Could it be…grief?
Yeah. The realization washed over me and gripped my heart painfully. I felt my throat close with emotion as tears drew in my eyes.
I realized the irony of being so shocked by feeling grief at a funeral—especially your father’s funeral. But I’d been convinced that his passing hadn’t really affected me that much. In my mind, I’d lost him long ago and any grieving I’d had to do, I’d done bit by bit over the years as he disappeared further into the bottle.
Apparently that wasn’t the case. Apparently there was still some lingering feeling in my heart that hadn’t been wrung dry by years of benign neglect.
And then Reagan’s words came back to me, “People don’t have to be perfect for you to love them.”
She was right. And it was even more than that.
It was the looks on folks’ faces that did it for me, I think, even more than their words. It was realizing that this man was more than just my father—he was a friend, a confidant.

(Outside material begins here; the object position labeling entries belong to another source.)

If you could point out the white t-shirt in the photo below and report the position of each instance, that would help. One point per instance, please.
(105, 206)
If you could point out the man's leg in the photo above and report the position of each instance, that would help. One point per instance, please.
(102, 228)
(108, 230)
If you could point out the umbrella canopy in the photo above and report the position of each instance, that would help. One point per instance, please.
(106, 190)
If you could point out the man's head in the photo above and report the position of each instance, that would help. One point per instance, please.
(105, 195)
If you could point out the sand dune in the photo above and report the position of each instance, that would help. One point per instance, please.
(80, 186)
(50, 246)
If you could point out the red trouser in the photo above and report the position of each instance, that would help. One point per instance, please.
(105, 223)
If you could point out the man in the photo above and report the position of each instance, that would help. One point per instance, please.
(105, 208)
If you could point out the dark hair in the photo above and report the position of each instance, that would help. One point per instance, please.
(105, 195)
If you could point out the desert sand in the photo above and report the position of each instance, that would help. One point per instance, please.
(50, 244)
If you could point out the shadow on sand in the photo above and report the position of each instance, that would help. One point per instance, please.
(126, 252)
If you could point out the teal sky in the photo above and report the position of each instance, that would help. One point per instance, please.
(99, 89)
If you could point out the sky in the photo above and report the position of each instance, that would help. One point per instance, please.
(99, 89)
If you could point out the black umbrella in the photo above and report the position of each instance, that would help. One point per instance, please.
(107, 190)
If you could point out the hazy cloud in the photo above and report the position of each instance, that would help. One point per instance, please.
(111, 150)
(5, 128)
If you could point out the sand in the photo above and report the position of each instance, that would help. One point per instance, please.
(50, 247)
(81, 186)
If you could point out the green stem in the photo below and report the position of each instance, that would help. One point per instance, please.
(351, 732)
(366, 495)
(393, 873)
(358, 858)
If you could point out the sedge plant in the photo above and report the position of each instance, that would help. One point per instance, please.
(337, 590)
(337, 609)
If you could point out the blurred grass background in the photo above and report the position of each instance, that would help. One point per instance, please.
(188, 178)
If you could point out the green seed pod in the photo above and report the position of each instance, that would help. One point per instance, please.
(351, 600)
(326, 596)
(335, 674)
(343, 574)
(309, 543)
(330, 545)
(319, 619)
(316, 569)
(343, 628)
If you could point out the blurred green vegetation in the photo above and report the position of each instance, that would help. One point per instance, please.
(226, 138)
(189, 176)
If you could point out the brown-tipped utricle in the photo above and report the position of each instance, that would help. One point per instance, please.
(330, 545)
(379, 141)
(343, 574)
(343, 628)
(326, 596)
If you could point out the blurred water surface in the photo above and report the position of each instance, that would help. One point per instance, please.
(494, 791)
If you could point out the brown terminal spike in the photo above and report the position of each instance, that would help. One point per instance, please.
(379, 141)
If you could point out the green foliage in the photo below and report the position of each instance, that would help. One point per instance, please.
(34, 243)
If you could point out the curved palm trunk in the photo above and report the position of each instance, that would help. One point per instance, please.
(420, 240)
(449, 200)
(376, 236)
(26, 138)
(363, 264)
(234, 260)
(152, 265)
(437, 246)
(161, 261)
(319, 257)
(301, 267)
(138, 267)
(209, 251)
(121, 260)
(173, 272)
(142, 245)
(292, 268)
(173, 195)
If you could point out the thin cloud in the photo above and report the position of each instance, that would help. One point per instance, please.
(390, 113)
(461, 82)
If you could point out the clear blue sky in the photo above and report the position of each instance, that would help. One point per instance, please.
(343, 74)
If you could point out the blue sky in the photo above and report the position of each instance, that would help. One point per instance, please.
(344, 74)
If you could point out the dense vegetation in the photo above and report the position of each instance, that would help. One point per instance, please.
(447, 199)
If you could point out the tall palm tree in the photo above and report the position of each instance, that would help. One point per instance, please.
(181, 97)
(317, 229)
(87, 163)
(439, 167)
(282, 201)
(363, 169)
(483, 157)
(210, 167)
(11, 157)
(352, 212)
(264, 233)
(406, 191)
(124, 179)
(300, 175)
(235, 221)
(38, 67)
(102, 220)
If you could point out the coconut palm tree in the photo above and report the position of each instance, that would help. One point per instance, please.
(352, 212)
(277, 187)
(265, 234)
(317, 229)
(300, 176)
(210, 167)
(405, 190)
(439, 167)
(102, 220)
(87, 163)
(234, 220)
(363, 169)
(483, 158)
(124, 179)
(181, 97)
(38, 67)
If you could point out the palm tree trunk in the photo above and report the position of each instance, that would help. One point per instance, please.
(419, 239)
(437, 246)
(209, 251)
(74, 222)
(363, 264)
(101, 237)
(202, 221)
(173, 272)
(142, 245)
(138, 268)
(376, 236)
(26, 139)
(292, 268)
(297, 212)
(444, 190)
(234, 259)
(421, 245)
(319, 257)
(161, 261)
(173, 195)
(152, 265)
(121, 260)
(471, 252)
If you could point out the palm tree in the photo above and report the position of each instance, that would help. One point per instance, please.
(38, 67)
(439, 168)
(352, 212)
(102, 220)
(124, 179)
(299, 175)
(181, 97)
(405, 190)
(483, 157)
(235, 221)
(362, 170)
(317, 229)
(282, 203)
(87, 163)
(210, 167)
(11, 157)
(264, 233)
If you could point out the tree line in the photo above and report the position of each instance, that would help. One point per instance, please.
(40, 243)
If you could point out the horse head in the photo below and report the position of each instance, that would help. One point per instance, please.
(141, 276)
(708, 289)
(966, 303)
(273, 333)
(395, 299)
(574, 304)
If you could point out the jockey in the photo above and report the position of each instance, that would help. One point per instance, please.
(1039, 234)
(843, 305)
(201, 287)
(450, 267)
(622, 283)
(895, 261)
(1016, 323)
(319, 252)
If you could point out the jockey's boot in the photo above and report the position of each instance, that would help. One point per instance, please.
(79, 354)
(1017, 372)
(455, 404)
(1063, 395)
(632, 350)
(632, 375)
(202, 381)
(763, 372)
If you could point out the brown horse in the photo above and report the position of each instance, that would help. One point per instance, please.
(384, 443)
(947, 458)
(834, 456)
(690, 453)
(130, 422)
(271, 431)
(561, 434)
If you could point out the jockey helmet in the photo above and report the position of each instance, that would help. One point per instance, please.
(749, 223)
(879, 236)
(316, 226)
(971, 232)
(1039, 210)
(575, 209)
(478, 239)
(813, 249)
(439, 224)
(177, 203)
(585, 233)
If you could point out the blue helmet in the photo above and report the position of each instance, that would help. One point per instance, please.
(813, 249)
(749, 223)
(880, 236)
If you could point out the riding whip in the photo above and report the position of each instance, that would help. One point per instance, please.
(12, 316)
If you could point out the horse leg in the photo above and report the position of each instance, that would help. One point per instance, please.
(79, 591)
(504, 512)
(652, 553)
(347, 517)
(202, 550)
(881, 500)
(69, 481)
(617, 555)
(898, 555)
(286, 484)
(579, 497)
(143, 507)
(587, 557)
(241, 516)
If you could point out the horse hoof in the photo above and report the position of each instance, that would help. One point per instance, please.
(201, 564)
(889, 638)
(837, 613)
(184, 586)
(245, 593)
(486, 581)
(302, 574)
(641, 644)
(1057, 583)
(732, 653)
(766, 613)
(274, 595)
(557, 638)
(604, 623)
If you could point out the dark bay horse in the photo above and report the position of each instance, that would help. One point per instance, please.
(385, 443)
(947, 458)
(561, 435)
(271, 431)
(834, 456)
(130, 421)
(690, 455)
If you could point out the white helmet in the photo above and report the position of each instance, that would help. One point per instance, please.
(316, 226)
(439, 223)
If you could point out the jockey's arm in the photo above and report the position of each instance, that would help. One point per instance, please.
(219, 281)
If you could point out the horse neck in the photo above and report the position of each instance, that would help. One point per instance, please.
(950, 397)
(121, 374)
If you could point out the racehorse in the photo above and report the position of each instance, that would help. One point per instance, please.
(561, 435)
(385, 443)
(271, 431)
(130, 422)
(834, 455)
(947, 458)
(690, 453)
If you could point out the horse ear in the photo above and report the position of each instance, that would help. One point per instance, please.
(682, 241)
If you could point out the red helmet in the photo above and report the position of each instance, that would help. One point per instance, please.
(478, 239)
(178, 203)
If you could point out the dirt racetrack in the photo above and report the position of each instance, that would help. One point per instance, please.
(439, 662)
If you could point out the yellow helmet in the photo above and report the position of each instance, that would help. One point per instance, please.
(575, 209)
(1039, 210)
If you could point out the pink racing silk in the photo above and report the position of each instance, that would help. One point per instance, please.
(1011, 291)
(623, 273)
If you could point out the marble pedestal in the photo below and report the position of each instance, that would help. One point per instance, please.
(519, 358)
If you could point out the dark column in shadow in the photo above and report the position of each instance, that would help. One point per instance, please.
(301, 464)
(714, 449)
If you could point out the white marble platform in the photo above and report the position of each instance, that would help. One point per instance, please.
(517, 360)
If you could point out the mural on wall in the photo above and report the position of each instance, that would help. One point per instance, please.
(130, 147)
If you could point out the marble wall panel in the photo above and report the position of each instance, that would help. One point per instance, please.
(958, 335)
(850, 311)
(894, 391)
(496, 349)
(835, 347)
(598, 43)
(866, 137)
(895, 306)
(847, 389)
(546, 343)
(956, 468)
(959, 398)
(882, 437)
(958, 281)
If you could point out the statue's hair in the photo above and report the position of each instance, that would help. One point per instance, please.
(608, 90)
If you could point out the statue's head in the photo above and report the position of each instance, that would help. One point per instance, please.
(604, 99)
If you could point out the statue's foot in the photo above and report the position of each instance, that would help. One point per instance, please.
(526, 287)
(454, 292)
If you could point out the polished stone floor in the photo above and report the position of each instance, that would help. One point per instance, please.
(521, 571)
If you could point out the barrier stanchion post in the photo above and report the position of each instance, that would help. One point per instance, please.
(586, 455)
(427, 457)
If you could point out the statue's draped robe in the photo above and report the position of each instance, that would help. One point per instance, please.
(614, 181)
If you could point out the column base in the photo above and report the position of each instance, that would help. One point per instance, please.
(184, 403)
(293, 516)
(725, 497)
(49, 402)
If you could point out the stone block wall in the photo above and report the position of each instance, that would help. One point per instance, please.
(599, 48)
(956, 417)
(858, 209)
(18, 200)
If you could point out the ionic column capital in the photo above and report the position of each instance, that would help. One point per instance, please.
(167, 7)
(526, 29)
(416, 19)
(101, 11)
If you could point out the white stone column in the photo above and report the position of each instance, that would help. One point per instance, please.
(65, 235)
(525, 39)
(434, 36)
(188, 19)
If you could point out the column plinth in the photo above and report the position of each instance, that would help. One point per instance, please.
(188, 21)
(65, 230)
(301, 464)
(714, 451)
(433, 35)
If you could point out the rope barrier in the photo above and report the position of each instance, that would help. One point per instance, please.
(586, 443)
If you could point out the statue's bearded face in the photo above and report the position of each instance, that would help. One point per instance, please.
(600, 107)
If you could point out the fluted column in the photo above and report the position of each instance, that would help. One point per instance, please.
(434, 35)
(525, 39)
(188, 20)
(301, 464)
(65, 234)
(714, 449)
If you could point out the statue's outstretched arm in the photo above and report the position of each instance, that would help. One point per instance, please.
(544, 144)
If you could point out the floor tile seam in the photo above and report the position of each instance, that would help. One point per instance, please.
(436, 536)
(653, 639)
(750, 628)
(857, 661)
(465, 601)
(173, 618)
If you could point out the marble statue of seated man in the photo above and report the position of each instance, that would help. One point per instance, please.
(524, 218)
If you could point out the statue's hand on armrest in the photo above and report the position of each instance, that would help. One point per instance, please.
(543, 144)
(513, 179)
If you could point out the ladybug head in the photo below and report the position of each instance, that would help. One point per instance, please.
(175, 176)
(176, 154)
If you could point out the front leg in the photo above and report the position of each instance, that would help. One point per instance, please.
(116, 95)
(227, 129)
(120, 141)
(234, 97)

There were people in this town, a lot of them, who’d cared about him. They hadn’t had the baggage with him that I’d had. They were able to look at him without having to see him through the lens of disappointed expectations.
And the man they’d seen without that smudged glass in the way had been funny, and caring, and even a little wise.
My grief was for that man: not only that he was gone now, but that I’d never really known him, even when he was alive.
“Billy?” Cheyenne leaned toward me and whispered. “Who was that man you were talking to right before you sat down?”
“He’s no one,” I clipped.
I didn’t want to waste my breath talking about that piece of shit.
“Oh.” She nodded and sat back.
I could feel that she had more to say but I didn’t ask her what. The last person I wanted my sister to be asking about was Jennings Fucking Abernathy.